罪悪感(ゲ謎二次創作 父水(若干センシティブ)
こんにちは。今日は二次創作小説を投稿します。ゲ謎で父水です。ややセンシティブなので、12歳以下の方はすみませんが読むのをご遠慮願います🙏
「っふ、ん…」
くぐもった声と、ちゅぷちゅぷという水音が聞こえる。水木はゲゲ郎の腕の中でどろどろに溶かされていた。
「んっ、む…」
口を合わせるたび、彼は素直に反応して体を震わせる。
「は…っ、」
それを感じるたびにゲゲ郎は自分の低い体温が上がっていくのが分かった。
彼の口内にぬるり、と長い舌を押し込む。
「んんっ…!」
水木はうっとりと半開きになっていた瞳を一瞬見開くが、また恍惚(こうこつ)とした表情でそれを受け入れた。
熱い。火傷しそうだ。
ゲゲ郎はぼんやりとそう思う。水木はこの舌を冷たいと思っていないだろうか。
そう感じると、こんな異形のものが懸想(けそう)して申し訳ないという気持ちが頭をもたげた。
儂(わし)の事を気味がわるいと感じないだろうか。蛇や爬虫類(はちゅうるい)のように冷たい肌の自分を…
水木はあの村での出来事で、以前とすっかり変わってしまった。野心にあふれて精力的な性格だったのに、今は白髪になり、物腰も柔らかくなっている。何より、あの窖(あなぐら)で幽霊族の血を大量に浴び、人間とは違う者に変化しつつある。青い虹彩がさらに薄くなり、犬歯が伸びて同胞と似た匂いを漂わせ、妖気さえ放ち始めていた。勘のいい者なら人間でも気づくかもしれない。そして、自分と交わる事でそれを加速させている。

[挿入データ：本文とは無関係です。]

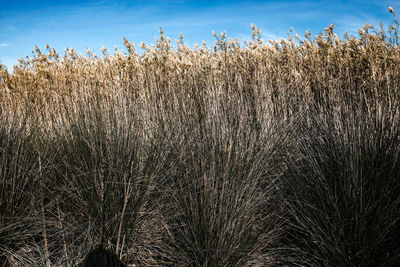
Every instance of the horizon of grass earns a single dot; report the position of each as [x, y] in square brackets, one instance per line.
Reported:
[279, 153]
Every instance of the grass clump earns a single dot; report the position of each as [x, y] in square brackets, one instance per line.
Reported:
[256, 153]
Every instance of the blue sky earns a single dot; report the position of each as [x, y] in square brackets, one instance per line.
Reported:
[92, 24]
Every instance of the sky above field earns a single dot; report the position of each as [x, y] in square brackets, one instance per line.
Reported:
[92, 24]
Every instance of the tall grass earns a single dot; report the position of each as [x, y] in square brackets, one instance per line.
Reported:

儂と出会わなければ……あの戦いに巻き込みさえしなければ。否、汽車で出会った時にもっと強く忠告していたら、こんな事にはならなかったかもしれない。そう思うと、後悔の棘(とげ)がゲゲ郎をズキズキと苛(さいな)むのだった。
「どうした? ゲゲ郎…」
ほおを紅潮させ、ぼうっとした顔で彼が問う。
「……」
ゲゲ郎はそんな様子を目にして想いがつのり、紅く染まったほおをそっと撫でた。
「…?」
怪訝(けげん)な表情をするが、優しい手の感触にすり、と顔を寄せる。
名前を呼ぶと、ふふ、と笑いをもらした。
「なんでそんな目で見てるんだ」
「?」
「泣きそうな顔をしている」
「な…!」
そんな事はないと慌てて顔をこする。その様子をじっと見ていた彼はゲゲ郎に口づけした。
「…!」
「今は俺が目の前にいるんだから、俺の事だけ考えろよ」
そう言うと、不敵な笑みを浮かべる。その表情は以前の彼を彷彿(ほうふつ)とさせるものだった。
愛しさがぐっと込み上げて、ぎゅっと抱き寄せる。
「う…、苦し」
「! すまん、痛かったか」
小さなうめきを耳にし、慌てて手を離すとまたクスリと笑われた。
「…初めて会った頃と全然違うな」
「儂(わし)が?」
「最初は何を考えているのか分からん妙な奴と思ったが」
今はとても分かりやすい、と腕をからませてくる。少々ムッとしながらもその背中に腕を回した。
──お主の心配をしておったのに、人の気も知らんで。
そう思うが、なんだか幼稚な気がして言わずにおく。
けれど、彼は前よりずいぶん表情が柔らかくなった。それだけでも僥倖(ぎょうこう)だが…
もしも人間でなくなってしまったら、彼の居場所も消えてしまうかもしれない。そう頭で理解していても、ゲゲ郎は今の幸福を手放したくはなかった。
「水木や、」
そう問いかける。
「なんだ」
「お主が欲しい」
すると、ハッと息を飲んで瞳を揺らめかせ、やがて何かを決意したような顔をした。
もしかして、自分と触れ合う事で変化しているのを無意識に感じ取っていたのかもしれない。そう気づいて、言葉を取り消そうとするゲゲ郎に彼は言う。
「やだね」
そして、ゲゲ郎を強く抱きしめた。